Mertens si racconta: “Scudetto del Napoli dopo il mio addio? Non sono invidioso, ho festeggiato”

Dries Mertens si racconta tra Napoli e retroscena


Dries Mertens è e resterà uno dei personaggi più amati a Napoli, il belga che ha incarnato perfettamente lo spirito azzurro è diventato con gli anni uno dei beniamini di tutti, fino ad arrivare al soprannome “Ciro“, nome che poi il calciatore ha dato al suo primogenito. Un’esperienza calcistica finita a causa di un rinnovo mai arrivato, nell’estate prima dello storico Scudetto. Questo tema e tanti altri sono stati analizzati proprio da Mertens durante un’intervista a Prima Tv durante la trasmissione ‘Delietta Gol’.
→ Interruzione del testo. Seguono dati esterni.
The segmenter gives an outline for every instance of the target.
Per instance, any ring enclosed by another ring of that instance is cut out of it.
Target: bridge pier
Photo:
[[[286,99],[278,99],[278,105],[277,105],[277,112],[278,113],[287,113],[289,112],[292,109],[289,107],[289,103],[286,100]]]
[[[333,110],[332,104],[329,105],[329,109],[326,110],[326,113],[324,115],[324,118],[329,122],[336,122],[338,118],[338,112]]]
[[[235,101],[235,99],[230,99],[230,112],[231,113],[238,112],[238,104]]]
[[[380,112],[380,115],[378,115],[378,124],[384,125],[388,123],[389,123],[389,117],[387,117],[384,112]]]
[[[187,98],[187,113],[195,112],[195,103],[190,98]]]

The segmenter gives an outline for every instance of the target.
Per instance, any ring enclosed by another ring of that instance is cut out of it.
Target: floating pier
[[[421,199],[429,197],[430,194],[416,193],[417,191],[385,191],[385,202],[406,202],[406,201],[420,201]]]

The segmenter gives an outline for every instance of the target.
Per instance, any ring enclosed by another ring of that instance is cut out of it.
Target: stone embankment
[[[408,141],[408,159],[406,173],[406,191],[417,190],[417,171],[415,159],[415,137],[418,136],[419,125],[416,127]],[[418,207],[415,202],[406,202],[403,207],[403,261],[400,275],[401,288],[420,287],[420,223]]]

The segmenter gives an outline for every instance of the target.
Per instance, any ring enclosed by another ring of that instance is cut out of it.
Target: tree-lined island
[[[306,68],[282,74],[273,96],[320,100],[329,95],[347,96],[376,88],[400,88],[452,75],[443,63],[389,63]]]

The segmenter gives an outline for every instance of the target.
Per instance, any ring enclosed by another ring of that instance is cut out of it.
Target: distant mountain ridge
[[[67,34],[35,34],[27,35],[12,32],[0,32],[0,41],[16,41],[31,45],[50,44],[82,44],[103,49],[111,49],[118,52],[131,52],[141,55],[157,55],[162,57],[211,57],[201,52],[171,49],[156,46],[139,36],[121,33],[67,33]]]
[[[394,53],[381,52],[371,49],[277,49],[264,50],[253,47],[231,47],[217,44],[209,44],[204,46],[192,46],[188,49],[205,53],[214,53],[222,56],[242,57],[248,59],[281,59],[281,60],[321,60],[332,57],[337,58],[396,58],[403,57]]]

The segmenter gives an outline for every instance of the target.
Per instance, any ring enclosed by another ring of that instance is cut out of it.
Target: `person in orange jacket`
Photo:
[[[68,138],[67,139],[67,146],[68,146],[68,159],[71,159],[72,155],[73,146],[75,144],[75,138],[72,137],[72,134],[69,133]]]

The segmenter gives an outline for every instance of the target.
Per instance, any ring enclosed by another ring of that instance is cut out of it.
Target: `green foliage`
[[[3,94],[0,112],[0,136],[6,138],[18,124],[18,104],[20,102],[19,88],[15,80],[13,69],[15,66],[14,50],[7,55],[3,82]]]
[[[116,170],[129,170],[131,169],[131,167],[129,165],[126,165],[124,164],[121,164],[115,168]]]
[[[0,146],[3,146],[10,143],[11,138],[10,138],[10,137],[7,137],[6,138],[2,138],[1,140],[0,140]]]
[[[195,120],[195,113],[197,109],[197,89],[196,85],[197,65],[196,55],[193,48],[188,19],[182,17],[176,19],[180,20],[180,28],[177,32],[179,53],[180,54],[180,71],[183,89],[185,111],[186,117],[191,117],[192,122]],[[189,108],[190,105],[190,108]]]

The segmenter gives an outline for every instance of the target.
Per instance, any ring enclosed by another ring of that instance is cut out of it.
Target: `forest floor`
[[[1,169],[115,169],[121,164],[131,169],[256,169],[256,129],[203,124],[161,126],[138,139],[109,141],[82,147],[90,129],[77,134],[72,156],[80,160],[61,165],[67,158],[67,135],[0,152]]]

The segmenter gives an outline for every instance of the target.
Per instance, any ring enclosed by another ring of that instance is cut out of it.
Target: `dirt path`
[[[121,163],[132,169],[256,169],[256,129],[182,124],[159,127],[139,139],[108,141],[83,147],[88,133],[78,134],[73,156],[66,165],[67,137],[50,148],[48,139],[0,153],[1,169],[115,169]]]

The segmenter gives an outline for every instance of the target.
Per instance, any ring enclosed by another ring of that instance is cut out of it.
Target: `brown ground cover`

Mertens e le parole sul Napoli, tra l’addio e lo Scudetto

Il calciatore belga racconta così il suo ritorno a Napoli di questi giorni: “Tornare a Castel Volturno è stato emozionante. E’ la prima volta che sono tornato, ho avuto modo di rivedere i ragazzi e poi rivedere anche gli spogliatoi, sono state belle emozioni. Ho trovato una bella atmosfera. Anche se quest’anno non è andata come volevamo io credo ancora nella qualificazione Champions e anche loro ci devono credere. Ho visto bene i ragazzi, io ho lavorato con Calzona e credo nella filosofia dello staff”.

Sullo Scudetto vinto dal Calcio Napoli l’anno dopo il suo addio:  “È stato bellissimo, emozionante, nessuna invidia perché dopo tanti anni sono diventato un tifoso del Napoli. Quando cambi squadra ti concentri sul nuovo progetto, ma ho sempre avuto un occhio su dove stavo. Dopo aver giocato tanti anni con i tuoi compagni la consideri una famiglia ed è bello vedere la tua famiglia vincere una cosa così e io so cosa significa anche per me, per Napoli, per i ragazzi, per Spalletti e per tutti i giocatori…è stato un anno incredibile, ho visto tutte le partite e hanno giocato un calcio incredibile e io ho anche festeggiato. Mi sento ancora con i calciatori con cui ho giocato nel Napoli e nella squadra attuale ce ne sono tanti con i quali ho giocato ed è stato bello rivederli. Perché sono andato via? Perché non ce la facevo più, ero diventato più lento e allora…”.